An omitted spouse or omitted state registered domestic partner is a testator’s spouse or partner who married or registered a domestic partnership with the testator after the testator executed the testator’s will, who is not named or provided for in the testator’s will, and who survived the testator.
Under the omitted spouse statute, an omitted spouse or omitted domestic partner can receive an amount from the testator’s estate equal to what he or she would have received had the testator died intestate. However, the court has the discretion to reduce the amount given to an omitted spouse or omitted domestic partner, or decide that no amount at all is appropriate, based on a consideration of clear and convincing evidence of the testator’s intent, the community property and quasi-community property rights of the surviving spouse or partner, the various elements of the decedent’s scheme for distributing property upon the testator’s death, any marriage settlement or settlement in a domestic partnership, and any other provisions for the omitted spouse or partner outside the testator’s will.1
In order to prevent unintentionally disinheriting a spouse or partner, a testator should always consider updating his or her will upon marriage or registration of a domestic partnership.
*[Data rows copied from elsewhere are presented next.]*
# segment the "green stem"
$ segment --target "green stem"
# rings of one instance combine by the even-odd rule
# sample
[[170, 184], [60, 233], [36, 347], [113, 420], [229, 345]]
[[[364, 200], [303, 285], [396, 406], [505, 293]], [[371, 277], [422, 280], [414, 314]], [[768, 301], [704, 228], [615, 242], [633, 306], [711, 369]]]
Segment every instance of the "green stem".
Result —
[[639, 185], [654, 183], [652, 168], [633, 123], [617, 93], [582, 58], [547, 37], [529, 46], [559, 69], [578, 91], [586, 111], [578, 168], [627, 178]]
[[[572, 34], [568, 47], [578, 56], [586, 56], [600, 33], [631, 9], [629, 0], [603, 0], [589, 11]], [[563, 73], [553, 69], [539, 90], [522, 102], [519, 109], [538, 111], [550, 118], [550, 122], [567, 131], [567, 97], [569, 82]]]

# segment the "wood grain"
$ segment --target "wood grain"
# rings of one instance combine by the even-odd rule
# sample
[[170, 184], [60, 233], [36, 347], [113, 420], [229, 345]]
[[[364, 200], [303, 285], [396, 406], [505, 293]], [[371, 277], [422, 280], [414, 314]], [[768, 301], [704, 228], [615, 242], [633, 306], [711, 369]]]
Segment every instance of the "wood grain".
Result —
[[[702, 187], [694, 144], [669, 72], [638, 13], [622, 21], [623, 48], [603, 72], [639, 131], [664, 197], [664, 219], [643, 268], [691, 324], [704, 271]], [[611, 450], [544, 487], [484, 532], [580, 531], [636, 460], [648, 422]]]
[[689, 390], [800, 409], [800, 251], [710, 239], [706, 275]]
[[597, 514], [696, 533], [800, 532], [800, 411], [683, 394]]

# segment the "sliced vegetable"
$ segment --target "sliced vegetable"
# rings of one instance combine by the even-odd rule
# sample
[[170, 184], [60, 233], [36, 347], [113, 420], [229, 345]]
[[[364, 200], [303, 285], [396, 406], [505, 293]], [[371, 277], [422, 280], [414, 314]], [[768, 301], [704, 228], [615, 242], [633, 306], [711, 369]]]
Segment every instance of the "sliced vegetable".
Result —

A testator can purposely disinherit a spouse or domestic partner and avoid treatment of the spouse or partner as “omitted” by showing the intent to disinherit in his or her will or by other clear and convincing evidence that the omission was intentional. However, the testator should be aware that an otherwise disinherited spouse or domestic partner may still be able to receive the testator’s property by petitioning for a family support award. A person who wishes to disinherit his or her spouse or domestic partner completely, including by preventing an award of family support, should seek the advice of an attorney.